Backpropagate with respect to mask

Hello, I am looking for a way to backpropagate with respect to some mask matrix, which weights (let’s say weights from torch.nn.Linear or Conv2d) are multiplicated by. The problem is, the weights are Parameter’s class, thus leaf nodes.

Right now I am doing it like this before backpropagading through the mask:

        temp = model[layer_nr].weight.data
        del model[layer_nr].weight
        model[layer_nr].weight = temp

And later, when I want to go back to backprop with respect to parameters:
model[layer_nr].weight = nn.Parameter(model[layer_nr].weight)
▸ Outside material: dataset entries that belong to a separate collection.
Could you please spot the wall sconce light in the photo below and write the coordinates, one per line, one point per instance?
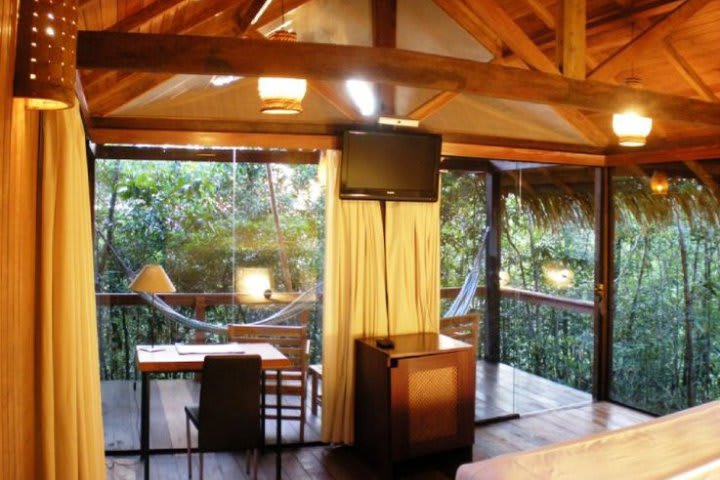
(659, 183)
(254, 282)
(45, 61)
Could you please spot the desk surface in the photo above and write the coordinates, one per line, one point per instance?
(167, 359)
(417, 344)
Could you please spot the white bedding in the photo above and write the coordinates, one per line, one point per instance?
(681, 446)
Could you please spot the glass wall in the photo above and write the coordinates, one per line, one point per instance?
(667, 275)
(547, 276)
(202, 221)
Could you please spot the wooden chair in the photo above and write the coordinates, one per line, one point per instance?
(228, 415)
(463, 327)
(293, 342)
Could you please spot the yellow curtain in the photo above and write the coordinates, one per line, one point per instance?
(353, 299)
(412, 236)
(71, 437)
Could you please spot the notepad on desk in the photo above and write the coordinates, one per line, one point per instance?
(208, 349)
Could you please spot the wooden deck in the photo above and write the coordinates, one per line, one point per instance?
(501, 390)
(342, 463)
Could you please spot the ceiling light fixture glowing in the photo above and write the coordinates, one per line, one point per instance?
(363, 95)
(260, 12)
(222, 80)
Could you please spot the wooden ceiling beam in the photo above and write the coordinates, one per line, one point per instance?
(516, 39)
(232, 56)
(650, 38)
(688, 73)
(599, 26)
(704, 176)
(143, 16)
(128, 130)
(542, 12)
(432, 106)
(461, 13)
(336, 99)
(384, 27)
(573, 31)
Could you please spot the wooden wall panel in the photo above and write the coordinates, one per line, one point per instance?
(18, 178)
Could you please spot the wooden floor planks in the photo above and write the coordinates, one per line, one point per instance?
(343, 463)
(500, 390)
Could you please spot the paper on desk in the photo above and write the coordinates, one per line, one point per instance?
(208, 349)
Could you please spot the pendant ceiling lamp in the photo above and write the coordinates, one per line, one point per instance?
(45, 61)
(659, 183)
(630, 126)
(279, 95)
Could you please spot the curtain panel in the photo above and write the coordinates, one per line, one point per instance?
(71, 431)
(353, 298)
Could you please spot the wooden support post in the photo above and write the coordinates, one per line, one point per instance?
(604, 273)
(491, 325)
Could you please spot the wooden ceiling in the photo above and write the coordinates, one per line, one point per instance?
(533, 80)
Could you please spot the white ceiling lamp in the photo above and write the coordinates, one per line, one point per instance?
(363, 96)
(280, 95)
(630, 126)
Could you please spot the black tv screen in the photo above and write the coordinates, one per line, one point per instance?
(390, 166)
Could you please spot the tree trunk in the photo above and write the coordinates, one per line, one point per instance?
(278, 233)
(688, 355)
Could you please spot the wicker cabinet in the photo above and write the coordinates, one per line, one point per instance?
(413, 400)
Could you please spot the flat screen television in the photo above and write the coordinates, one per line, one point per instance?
(395, 166)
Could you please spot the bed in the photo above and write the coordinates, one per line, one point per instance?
(681, 446)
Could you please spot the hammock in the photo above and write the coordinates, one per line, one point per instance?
(302, 303)
(463, 301)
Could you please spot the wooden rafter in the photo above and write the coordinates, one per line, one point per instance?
(542, 13)
(704, 176)
(516, 39)
(143, 16)
(210, 17)
(432, 106)
(688, 73)
(602, 24)
(462, 14)
(650, 38)
(573, 31)
(384, 26)
(337, 100)
(232, 56)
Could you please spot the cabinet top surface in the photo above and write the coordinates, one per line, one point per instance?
(415, 344)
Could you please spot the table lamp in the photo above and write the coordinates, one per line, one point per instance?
(152, 279)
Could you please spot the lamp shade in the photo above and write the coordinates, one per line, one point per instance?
(152, 279)
(45, 60)
(631, 128)
(253, 281)
(282, 96)
(659, 183)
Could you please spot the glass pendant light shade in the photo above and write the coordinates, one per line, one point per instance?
(631, 129)
(659, 183)
(45, 61)
(279, 95)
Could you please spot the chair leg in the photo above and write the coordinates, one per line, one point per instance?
(313, 394)
(256, 456)
(187, 430)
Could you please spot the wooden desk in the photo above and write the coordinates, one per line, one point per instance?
(414, 400)
(165, 358)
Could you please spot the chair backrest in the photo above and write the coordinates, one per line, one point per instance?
(463, 327)
(292, 341)
(229, 409)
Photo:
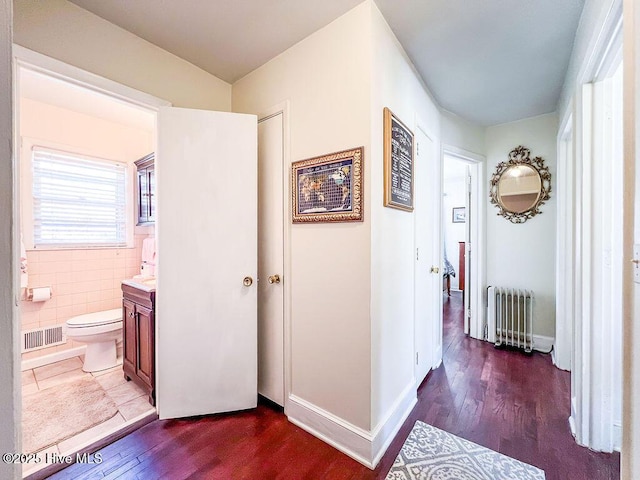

I am looking for a better, simpler way. Is there something in PyTorch to help me do such a thing?

If I understand correctly, sometimes you are trying to backpropagate with respect to a mask (an input?) and sometimes with respect to the parameters, but not both at the same time?

Instead of deleting them, you can just set requires_grad=False when trying to get the mask gradient. Something like:

for param in model.parameters():
   param.requires_grad = False

mask = ... # mask should require grad
loss = model(input1, mask)
loss.backward()  # get gradient for mask

...

for param in model.parameters():
   param.requires_grad = True
loss = ...
loss.backward()  # get gradient for parameters

Thank you for your answer! Actually I am trying to replicate a specific pruning technique which requires backpropagating wrt mask. I will provide you with a simple exmaple, not quite the same as I am implementing, but hopefully it explains my problem and my (maybe strange) solution.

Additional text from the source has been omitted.